For those who may not know, Space Park is a board game designed by Henry Audubon and the fine folks at Keymaster Games which will be launching through kickstarter soon. Players ride rockets to extraordinary realms throughout the galaxy collecting exotic crystals and badges as they set out to become the next great space explorer!
Bringing this piece to life was one of the most rewarding challenges I've had as an illustrator as I pushed to find a fun composition for a world I was fortunate enough to create. As with the other realm posters for Space Park, I took a handful of twists, turns, and departures from my regular working method and explored new approaches to the sketching and painting of this piece. Get your helmets on and we'll dive into the creative process!
For the creation of all of the Space Park realm posters, I opted to do full color concept sketches using the iPad Pro + Apple Pencil in my favorite app, Procreate. This was a fun challenge because it allowed me to think about lighting right from the start, making big decisions quickly as I searched for my composition.
Celestial Seas was one of the pieces I tackled first knowing it would help set the tone for the variety possible in the rest of the Space Park universe. With a fun and quirky title treatment by Mattox Shuler, I was ready to explore and bring this world to life.
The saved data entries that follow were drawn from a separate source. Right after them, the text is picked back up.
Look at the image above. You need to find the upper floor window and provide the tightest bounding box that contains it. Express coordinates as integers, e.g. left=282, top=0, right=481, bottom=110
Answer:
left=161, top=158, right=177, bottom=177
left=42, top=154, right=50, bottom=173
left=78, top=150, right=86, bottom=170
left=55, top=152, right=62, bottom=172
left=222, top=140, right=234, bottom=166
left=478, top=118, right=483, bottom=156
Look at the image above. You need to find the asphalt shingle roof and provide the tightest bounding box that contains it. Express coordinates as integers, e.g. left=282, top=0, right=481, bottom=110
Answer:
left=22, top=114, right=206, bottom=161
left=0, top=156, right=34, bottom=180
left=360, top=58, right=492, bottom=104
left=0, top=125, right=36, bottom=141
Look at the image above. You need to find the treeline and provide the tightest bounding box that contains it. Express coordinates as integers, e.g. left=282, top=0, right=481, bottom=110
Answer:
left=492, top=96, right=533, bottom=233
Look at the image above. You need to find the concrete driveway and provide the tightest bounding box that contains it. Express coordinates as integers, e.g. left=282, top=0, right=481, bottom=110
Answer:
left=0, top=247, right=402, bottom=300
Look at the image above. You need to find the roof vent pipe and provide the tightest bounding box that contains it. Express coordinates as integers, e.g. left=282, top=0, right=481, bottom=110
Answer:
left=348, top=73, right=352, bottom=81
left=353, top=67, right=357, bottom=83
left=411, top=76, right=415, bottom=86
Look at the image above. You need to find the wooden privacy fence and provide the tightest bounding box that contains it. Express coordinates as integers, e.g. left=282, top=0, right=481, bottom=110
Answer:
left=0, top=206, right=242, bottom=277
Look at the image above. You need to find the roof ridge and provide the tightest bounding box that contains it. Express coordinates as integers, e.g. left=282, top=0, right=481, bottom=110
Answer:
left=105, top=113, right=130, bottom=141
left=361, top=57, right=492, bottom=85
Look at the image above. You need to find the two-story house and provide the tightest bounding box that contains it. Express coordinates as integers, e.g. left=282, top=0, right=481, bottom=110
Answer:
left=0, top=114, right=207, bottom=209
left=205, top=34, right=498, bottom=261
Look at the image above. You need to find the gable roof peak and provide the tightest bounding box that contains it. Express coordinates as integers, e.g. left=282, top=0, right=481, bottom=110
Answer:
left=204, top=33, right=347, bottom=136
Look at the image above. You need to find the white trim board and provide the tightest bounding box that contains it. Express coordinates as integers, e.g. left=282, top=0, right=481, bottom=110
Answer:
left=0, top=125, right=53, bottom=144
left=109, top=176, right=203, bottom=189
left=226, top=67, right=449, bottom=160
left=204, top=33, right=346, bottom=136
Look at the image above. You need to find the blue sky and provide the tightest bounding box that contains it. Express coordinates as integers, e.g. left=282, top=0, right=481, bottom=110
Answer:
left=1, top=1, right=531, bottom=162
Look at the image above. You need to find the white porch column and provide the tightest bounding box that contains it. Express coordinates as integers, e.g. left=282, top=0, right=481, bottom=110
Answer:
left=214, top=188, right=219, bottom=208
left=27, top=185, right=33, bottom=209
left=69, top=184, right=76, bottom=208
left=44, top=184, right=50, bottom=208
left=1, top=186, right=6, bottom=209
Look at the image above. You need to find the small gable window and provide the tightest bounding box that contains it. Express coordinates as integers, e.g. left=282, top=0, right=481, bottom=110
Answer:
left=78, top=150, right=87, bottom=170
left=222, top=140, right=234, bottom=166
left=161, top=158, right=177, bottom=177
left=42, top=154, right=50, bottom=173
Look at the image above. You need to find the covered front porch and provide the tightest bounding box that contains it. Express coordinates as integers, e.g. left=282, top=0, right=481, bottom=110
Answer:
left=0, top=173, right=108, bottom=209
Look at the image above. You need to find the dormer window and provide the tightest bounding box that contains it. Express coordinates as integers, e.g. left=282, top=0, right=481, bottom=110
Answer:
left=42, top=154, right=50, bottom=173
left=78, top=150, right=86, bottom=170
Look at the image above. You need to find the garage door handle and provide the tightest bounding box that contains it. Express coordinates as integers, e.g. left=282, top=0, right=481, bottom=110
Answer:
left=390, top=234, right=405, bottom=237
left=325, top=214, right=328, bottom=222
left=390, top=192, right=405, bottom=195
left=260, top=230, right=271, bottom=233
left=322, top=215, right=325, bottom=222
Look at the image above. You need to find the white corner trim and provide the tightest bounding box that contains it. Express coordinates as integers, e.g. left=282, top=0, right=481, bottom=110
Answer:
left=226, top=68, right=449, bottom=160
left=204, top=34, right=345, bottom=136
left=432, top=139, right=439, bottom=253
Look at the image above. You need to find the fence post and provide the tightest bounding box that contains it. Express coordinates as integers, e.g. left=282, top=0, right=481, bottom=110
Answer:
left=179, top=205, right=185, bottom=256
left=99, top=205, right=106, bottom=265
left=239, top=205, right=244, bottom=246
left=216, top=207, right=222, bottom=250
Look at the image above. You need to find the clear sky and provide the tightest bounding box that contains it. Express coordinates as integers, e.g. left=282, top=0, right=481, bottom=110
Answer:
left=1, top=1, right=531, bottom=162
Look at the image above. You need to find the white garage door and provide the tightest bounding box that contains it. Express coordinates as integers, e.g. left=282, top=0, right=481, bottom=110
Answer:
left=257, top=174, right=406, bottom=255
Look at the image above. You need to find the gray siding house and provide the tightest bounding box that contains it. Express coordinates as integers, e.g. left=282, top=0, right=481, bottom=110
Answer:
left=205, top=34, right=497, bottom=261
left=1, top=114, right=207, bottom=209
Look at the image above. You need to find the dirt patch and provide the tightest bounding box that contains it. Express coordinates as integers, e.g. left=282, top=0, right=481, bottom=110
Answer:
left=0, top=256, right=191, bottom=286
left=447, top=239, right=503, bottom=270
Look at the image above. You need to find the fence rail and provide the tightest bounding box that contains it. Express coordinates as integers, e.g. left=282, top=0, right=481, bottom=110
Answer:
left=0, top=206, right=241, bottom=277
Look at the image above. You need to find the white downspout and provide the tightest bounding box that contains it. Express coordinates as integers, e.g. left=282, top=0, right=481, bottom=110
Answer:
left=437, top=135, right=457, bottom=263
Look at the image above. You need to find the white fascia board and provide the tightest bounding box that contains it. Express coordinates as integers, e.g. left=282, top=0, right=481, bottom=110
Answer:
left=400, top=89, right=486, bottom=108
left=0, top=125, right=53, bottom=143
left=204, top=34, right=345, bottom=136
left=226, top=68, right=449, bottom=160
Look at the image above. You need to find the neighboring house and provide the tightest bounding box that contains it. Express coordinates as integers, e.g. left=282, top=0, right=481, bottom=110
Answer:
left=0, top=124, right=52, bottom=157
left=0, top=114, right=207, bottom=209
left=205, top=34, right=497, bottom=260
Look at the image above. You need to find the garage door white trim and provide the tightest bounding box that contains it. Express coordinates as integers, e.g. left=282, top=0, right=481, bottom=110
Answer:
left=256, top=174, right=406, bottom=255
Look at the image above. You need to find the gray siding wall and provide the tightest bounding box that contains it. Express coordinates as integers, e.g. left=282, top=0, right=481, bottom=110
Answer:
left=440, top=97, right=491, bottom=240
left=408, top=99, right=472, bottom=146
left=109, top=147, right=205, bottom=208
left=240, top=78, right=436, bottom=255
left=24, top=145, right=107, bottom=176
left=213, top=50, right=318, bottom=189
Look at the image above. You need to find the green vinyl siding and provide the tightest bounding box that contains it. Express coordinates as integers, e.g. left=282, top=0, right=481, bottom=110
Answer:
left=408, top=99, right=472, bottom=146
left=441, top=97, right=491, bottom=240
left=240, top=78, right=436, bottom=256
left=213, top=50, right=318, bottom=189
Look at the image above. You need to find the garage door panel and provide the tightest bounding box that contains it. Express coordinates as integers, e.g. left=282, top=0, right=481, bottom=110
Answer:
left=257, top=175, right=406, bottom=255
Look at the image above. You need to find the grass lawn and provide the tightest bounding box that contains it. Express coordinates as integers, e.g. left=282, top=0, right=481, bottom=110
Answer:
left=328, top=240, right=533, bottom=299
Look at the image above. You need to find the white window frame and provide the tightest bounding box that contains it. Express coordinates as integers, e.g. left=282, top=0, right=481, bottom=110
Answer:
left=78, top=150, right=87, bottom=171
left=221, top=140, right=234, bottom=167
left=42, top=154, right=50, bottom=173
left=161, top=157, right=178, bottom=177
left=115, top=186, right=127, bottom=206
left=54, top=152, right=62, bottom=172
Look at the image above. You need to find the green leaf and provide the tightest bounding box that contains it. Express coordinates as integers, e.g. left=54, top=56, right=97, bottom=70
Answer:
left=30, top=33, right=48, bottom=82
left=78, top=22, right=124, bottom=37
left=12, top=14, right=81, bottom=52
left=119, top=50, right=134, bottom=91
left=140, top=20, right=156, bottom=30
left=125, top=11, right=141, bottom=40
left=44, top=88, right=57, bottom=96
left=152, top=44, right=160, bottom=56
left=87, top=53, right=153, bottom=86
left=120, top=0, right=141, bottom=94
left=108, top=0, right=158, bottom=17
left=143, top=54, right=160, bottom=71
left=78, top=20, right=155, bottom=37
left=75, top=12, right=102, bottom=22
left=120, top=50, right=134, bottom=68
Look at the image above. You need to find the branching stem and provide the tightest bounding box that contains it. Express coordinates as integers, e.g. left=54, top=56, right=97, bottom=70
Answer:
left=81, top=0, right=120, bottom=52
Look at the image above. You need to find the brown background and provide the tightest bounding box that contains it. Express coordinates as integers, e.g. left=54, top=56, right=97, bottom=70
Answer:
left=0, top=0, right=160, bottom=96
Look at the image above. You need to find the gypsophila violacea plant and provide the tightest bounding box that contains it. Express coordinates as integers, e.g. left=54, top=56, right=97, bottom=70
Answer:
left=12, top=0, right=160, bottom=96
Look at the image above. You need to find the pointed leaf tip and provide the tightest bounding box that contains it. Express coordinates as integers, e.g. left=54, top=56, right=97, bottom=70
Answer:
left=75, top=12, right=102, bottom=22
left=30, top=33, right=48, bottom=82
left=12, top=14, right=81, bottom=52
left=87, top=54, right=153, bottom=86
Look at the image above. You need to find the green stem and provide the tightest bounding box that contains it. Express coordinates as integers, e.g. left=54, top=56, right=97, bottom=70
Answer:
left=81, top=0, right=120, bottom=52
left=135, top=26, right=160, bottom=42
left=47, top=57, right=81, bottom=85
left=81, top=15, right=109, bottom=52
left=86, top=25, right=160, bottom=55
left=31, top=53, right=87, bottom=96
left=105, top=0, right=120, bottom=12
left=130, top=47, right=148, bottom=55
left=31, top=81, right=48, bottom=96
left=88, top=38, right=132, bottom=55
As soon as I had the red planet on top of the hazy green / blue sky, I could feel the mood and tone of this world taking shape. I began playing with twisting rock formations, which I bent and coiled to frame the composition, and added cascading waterfalls tracing over their forms. The rocks felt alien, coastal, or like the spine of some mythical sea creature. As each of the forms landed, I knew I was onto something...
One of the other choices I made with these posters was to intentionally leave the pencils looser than I normally do because I wanted to discover aspects of the illustration as I worked. In that sense, the pencils I used functioned like a hand drawn map: they gave me an idea where to go but I had no idea all the details I'd find along the way. This was either a great idea, or a terrible one, but I was committed to the approach... As the background of the emerged, I had hope things would work out:
Working with this approach was exhilarating, infuriating, confounding, and blissful all at different times. I'd wake up excited and within an hour of work, feel like the entire piece was a failure (this happened over and over actually). "Just keep moving..." I continued saying, pushing forward, forcing myself to tackle the portions of the piece in spite of any worry or concern things weren't working.
Eventually, the details of the piece came together in unexpected ways and I wrestled into being one of my favorite posters in the series.
In the end, I had such a fun time feeling like I was actually discovering this piece as much as I was creating it. I'd love to go back and explore more in this world but there are new realms in Space Park yet to be seen - so the quest continues! I hope you enjoy the world as much as I enjoyed creating it!
As always, projects like these wouldn't be possible without excellent people like the explorers at Keymaster Games, the game master Henry Audubon, or adventurous agents like Deborah Wolfe and her team. Thanks so much to all of them and thank YOU for reading my ramblings!